Nelson has done so, replacing Monson's counselor Dieter Uchtdorf, a German who recently took U.S. citizenship, with Dallin H. Oaks and retaining Monson's other counselor, Henry Eyring. Oaks, lawyerly and precise, and Uchtdorf, warm and charismatic, offer something of a contrast of style.

Uchtdorf was known for addresses to the church that acknowledged the fallibility of church leadership, urged Mormons to think of their church as inclusive, and pleaded with members struggling with church policy to stay. He now returns to the Quorum of the Twelve Apostles.
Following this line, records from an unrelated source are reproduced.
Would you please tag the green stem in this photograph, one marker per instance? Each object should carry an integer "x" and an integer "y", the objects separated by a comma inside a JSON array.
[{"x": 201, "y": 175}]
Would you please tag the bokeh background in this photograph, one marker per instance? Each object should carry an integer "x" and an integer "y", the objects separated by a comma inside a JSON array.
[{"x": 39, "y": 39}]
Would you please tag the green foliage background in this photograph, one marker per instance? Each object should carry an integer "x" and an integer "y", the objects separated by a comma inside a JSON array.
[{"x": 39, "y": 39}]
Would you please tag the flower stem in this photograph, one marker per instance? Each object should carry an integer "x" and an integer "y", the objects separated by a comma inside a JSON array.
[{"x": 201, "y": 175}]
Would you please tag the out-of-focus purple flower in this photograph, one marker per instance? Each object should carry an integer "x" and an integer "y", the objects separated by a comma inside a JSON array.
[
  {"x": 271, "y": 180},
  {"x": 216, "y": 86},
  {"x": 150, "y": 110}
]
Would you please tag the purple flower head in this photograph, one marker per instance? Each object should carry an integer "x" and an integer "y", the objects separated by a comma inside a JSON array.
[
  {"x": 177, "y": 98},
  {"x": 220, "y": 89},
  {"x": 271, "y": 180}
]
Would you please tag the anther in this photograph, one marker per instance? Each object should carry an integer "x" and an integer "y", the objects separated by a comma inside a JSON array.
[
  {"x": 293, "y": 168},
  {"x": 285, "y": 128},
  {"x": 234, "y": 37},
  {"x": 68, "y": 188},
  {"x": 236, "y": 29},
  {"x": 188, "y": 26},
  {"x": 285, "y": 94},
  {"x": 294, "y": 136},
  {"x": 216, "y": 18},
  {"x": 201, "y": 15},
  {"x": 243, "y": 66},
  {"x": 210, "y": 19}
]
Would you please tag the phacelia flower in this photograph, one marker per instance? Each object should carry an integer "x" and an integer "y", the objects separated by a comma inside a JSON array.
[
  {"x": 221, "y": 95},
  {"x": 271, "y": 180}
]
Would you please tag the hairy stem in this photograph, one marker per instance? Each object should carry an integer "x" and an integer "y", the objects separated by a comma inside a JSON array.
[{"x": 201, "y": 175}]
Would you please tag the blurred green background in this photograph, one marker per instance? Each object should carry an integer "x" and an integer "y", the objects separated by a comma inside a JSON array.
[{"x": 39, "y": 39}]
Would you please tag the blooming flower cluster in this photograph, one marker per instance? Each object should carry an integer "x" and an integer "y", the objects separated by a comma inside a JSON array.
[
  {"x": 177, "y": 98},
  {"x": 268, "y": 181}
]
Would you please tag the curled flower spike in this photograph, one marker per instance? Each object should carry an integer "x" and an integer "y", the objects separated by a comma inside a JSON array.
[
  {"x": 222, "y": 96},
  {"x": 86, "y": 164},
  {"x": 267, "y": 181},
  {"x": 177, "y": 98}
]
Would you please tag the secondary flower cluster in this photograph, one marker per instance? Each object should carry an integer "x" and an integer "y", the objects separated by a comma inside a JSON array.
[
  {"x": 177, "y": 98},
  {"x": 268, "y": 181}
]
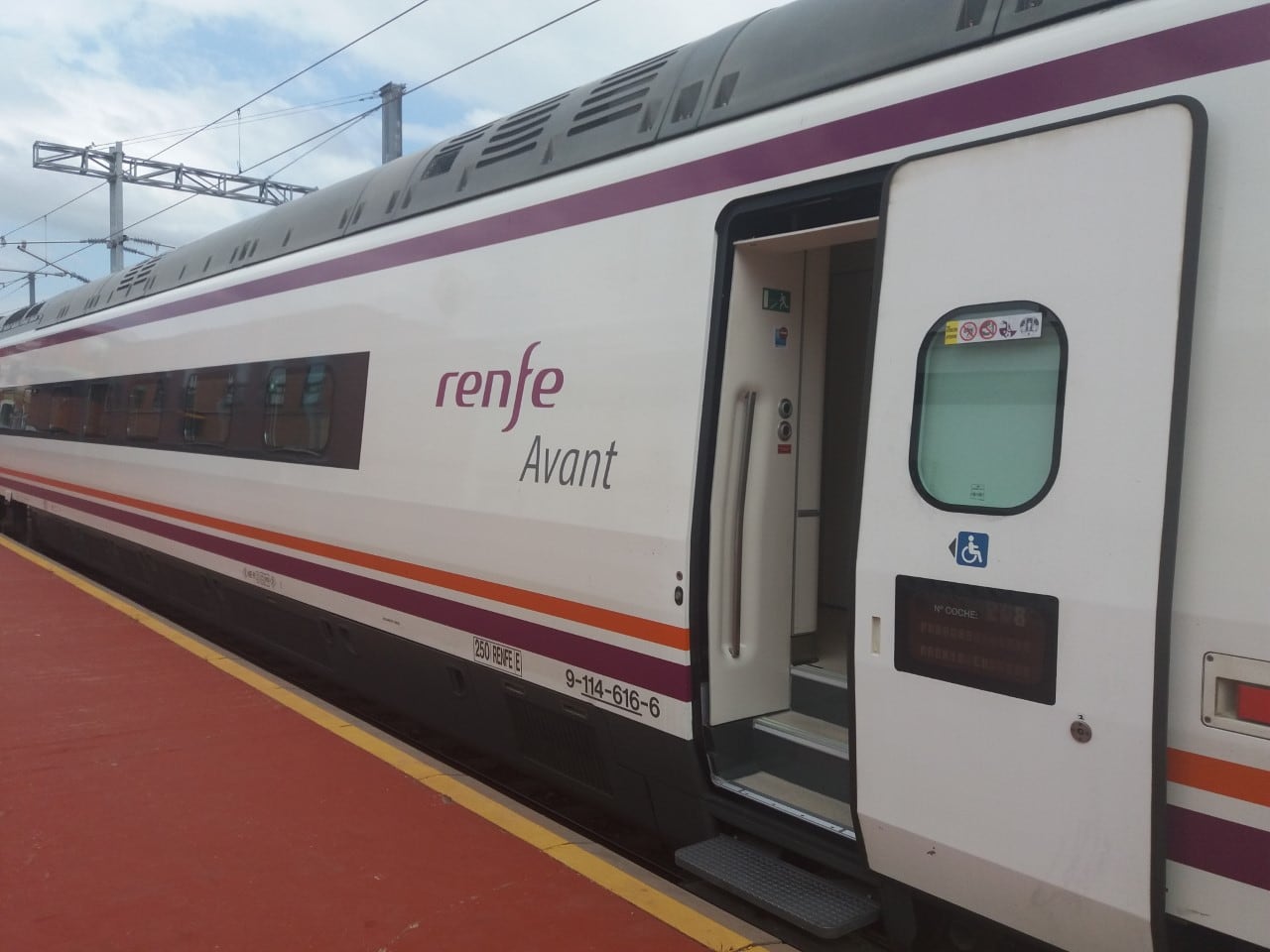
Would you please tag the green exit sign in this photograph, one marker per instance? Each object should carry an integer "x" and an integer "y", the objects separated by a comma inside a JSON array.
[{"x": 776, "y": 299}]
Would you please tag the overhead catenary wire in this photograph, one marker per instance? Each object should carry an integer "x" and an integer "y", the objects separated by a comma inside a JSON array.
[
  {"x": 234, "y": 111},
  {"x": 340, "y": 127}
]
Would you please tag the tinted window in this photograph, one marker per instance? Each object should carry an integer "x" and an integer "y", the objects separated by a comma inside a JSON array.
[
  {"x": 208, "y": 407},
  {"x": 298, "y": 408},
  {"x": 988, "y": 412},
  {"x": 145, "y": 408}
]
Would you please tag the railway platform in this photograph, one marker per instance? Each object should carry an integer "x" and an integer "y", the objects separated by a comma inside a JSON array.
[{"x": 159, "y": 793}]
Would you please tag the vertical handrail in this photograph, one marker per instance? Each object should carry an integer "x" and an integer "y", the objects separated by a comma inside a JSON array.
[{"x": 739, "y": 521}]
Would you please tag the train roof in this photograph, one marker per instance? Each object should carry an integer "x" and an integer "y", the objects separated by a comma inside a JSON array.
[{"x": 779, "y": 56}]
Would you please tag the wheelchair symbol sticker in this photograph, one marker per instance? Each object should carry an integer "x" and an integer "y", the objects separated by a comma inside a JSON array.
[{"x": 970, "y": 549}]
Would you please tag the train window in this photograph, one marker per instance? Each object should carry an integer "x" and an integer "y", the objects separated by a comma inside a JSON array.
[
  {"x": 40, "y": 409},
  {"x": 299, "y": 411},
  {"x": 66, "y": 411},
  {"x": 988, "y": 408},
  {"x": 208, "y": 407},
  {"x": 145, "y": 408},
  {"x": 299, "y": 400},
  {"x": 94, "y": 413},
  {"x": 13, "y": 409}
]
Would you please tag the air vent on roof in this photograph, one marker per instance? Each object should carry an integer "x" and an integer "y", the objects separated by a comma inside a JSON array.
[
  {"x": 726, "y": 86},
  {"x": 16, "y": 318},
  {"x": 517, "y": 134},
  {"x": 971, "y": 13},
  {"x": 686, "y": 103},
  {"x": 134, "y": 278},
  {"x": 443, "y": 162},
  {"x": 619, "y": 95}
]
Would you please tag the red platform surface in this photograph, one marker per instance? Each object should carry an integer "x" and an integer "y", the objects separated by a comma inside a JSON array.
[{"x": 149, "y": 801}]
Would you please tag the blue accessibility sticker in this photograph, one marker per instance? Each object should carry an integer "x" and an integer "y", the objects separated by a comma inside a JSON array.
[{"x": 971, "y": 548}]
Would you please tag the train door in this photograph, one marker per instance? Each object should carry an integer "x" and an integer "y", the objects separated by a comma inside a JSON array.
[
  {"x": 781, "y": 551},
  {"x": 1015, "y": 552}
]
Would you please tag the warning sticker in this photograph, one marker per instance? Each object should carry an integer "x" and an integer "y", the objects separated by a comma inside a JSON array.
[{"x": 1002, "y": 326}]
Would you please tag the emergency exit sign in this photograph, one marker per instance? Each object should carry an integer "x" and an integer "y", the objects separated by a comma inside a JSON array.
[{"x": 776, "y": 299}]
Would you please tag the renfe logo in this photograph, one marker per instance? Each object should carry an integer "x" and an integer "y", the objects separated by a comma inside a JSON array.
[{"x": 470, "y": 385}]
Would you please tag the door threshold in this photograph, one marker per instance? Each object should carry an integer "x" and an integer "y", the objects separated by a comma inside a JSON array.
[{"x": 771, "y": 791}]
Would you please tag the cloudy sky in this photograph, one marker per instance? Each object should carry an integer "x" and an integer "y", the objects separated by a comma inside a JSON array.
[{"x": 149, "y": 71}]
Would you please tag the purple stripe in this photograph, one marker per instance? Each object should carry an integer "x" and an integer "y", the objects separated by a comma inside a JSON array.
[
  {"x": 1183, "y": 53},
  {"x": 1219, "y": 847},
  {"x": 630, "y": 666}
]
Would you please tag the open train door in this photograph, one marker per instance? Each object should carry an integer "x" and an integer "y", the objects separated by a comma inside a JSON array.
[{"x": 1017, "y": 530}]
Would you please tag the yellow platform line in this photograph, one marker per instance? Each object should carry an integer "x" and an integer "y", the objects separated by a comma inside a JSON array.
[{"x": 662, "y": 906}]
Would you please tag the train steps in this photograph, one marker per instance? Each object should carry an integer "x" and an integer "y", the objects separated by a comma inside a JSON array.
[{"x": 828, "y": 909}]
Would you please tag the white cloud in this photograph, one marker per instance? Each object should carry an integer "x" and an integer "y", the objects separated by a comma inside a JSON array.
[{"x": 81, "y": 71}]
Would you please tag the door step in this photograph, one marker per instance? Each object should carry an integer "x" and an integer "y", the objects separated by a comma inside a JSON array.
[
  {"x": 821, "y": 692},
  {"x": 824, "y": 907},
  {"x": 804, "y": 751}
]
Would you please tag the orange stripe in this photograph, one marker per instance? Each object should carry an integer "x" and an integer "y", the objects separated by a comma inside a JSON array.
[
  {"x": 1229, "y": 779},
  {"x": 634, "y": 626}
]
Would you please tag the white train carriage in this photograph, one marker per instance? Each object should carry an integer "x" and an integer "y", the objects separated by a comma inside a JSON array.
[{"x": 780, "y": 440}]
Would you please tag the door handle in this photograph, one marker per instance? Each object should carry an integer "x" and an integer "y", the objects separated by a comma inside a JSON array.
[{"x": 738, "y": 536}]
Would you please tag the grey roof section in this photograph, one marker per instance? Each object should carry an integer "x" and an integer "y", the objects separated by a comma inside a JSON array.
[{"x": 792, "y": 53}]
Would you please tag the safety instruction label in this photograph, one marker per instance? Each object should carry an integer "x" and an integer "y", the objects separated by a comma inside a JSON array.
[{"x": 1001, "y": 326}]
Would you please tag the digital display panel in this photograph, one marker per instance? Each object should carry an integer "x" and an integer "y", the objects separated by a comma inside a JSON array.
[{"x": 987, "y": 639}]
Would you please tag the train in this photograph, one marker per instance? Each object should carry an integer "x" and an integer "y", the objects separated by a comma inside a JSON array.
[{"x": 837, "y": 444}]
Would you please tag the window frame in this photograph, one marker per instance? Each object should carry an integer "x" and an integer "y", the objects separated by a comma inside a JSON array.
[{"x": 937, "y": 333}]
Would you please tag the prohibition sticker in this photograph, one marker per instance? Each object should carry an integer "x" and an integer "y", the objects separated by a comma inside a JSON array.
[{"x": 979, "y": 330}]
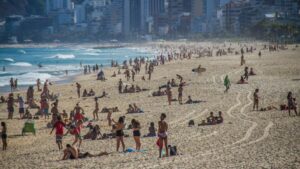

Oaks, formerly a member of the Utah Supreme Court, has a reputation for being thoughtful and measured, and a vocal advocate for the church's positions in the public square. Before the U.S. Supreme Court's ruling that marriage equality would be the law of the land, Oaks was a determined opponent of it; since then, he has advocated for what he calls "fairness for all."

Oaks has acknowledged that church leadership still must seek inspiration on its policy toward transgender people, and condemned Kentucky official Kim Davis for refusing to issue marriage licenses to same-sex couples after the Supreme Court ruled that marriage equality would be the law of the land. At the same time he has made clear that the church will hold firm to its position that marriage should be between a man and a woman only. He has also argued that the First Amendment, and the norms of American pluralism, make space for his church to advocate for and hold to that policy in the various institutions it influences.

The simultaneous elevation of Nelson and Oaks may indicate that the church will witness a stylistic transformation that points to deeper institutional trends. Nelson's and Oaks' willingness to speak out on the controversial issues Monson rarely commented upon shows a growing sense that Mormonism's place in the world is shifting. Monson grew up a Boy Scout and served in the Navy and routinely invoked Broadway musical lyrics in his talks; he evinced comfort with a certain set of social norms rapidly passing from dominance in American culture. Nelson and Oaks, while of similar age to Monson, seem far less at ease.

Matthew Bowman is associate professor of history at Henderson State University and the author of "The Mormon People: The Making of an American Faith.”